La scuola si conferma un sempreverde al cinema. Lo sguardo è a L’attimo fuggente di Peter Weir, ma, tralasciando per un attimo i pilastri del genere, in pochi mesi abbiamo visto The Holdovers – Lezioni di vita di Alexander Payne, Un mondo a parte di Riccardo Milani e il capolavoro Racconto di due stagioni di Nuri Bilge Ceylan. Stati Uniti, Italia, Turchia e adesso Spagna. In Il maestro che promise il mare, vibrante successo in patria, lo sguardo è anche politico. Il protagonista Antonio Benaiges è davvero esistito, e nella penisola iberica è un eroe, che si è opposto all’avanzata dell’oppressione. In Spagna il franchismo è una ferita ancora aperta, raccontata con ardore in Il labirinto del fauno di Guillermo Del Toro e anche in Madres Paralelas di Pedro Almodóvar. Le fosse comuni, le migliaia di vittime, le esecuzioni di massa. Il maestro che promise il mare gioca con piani temporali diversi.

Nel 2010 una donna cerca il suo bisnonno, caduto sotto il regime, che in qualche modo era collegato al professor Antonio. La sua indagine è un percorso di autodeterminazione, inseguendo una cura che non potrà mai lenire quel dolore. Lei rappresenta una nazione che capisce il valore della memoria, che non vuole e non deve dimenticare. L’antidoto al veleno del fascismo è il ricordo, come sottolinea la cineasta Patricia Font. Il suo film guarda al presente con inquietudine, è pieno di umanità, si dimostra attuale. Niente di nuovo, s’intende. Ma lo spirito pedagogico è importante, l’anima del racconto è trasversale, si rivolge a ogni generazione.

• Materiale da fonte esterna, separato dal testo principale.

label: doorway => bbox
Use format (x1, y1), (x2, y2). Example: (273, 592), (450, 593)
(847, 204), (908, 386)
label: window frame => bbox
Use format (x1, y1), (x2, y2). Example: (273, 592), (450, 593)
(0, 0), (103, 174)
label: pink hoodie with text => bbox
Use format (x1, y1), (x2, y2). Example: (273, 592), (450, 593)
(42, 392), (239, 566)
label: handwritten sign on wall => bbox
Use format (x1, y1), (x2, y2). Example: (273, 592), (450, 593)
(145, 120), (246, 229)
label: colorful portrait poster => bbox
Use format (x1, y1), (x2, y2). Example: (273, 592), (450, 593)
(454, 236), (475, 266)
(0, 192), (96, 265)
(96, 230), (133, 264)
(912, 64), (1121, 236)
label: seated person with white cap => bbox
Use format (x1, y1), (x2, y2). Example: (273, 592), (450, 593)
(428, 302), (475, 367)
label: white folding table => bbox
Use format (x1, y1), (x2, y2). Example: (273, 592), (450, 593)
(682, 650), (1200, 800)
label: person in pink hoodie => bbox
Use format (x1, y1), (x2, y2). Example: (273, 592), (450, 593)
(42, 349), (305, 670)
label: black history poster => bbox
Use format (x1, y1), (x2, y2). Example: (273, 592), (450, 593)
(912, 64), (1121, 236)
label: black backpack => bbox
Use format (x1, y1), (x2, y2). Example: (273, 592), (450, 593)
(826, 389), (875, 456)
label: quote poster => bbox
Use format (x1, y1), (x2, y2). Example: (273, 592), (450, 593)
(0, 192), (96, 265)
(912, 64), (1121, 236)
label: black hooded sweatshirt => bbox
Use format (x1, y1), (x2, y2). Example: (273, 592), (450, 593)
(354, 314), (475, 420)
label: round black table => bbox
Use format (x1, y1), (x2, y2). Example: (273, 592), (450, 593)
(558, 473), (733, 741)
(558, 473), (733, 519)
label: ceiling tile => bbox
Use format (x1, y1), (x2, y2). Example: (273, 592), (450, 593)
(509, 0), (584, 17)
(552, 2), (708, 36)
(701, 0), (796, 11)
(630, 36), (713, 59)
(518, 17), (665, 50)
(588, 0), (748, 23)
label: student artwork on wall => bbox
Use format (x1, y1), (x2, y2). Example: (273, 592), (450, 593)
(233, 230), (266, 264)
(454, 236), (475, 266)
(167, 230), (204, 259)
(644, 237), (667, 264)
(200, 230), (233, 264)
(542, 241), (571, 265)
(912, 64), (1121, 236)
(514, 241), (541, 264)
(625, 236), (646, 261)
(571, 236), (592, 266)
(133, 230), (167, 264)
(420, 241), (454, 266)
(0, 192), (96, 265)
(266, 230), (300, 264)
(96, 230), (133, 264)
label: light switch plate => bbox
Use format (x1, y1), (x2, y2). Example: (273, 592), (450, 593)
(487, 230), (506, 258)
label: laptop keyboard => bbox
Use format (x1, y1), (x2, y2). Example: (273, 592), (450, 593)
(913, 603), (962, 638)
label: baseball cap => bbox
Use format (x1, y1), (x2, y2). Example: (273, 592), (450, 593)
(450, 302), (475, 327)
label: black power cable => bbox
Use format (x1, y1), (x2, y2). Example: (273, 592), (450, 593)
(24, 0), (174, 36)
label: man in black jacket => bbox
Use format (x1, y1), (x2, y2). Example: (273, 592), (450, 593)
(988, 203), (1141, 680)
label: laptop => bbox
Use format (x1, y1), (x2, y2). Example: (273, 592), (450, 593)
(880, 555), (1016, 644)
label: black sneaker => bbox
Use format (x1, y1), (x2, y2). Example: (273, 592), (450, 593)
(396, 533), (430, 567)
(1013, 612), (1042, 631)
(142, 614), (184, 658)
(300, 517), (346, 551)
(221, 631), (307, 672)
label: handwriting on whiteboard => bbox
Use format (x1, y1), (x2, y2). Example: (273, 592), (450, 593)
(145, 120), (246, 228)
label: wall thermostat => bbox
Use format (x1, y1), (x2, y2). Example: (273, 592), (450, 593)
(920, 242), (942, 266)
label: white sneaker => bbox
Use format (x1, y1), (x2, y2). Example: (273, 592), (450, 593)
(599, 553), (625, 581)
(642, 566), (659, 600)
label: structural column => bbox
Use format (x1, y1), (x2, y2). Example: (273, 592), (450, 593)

Con il mare che diventa, con cinefila nostalgia, l’oggetto del desiderio, l’immagine di un luogo impossibile da raggiungere, in cui dovrebbe regnare la pace. Ma anche oltre la costa sono in vigore regole spietate. Come scriveva Hemingway: “Pesce ti voglio bene e ti rispetto molto. Ma ti avrò ammazzato prima che finisca questa giornata”. Il romanzo era Il vecchio e il mare, e avrebbe visto la luce qualche decennio dopo. Ma in quelle righe forse è racchiuso lo spirito di Antonio Benaiges, troppo in anticipo per il suo secolo, ma da allora proiettato verso il futuro.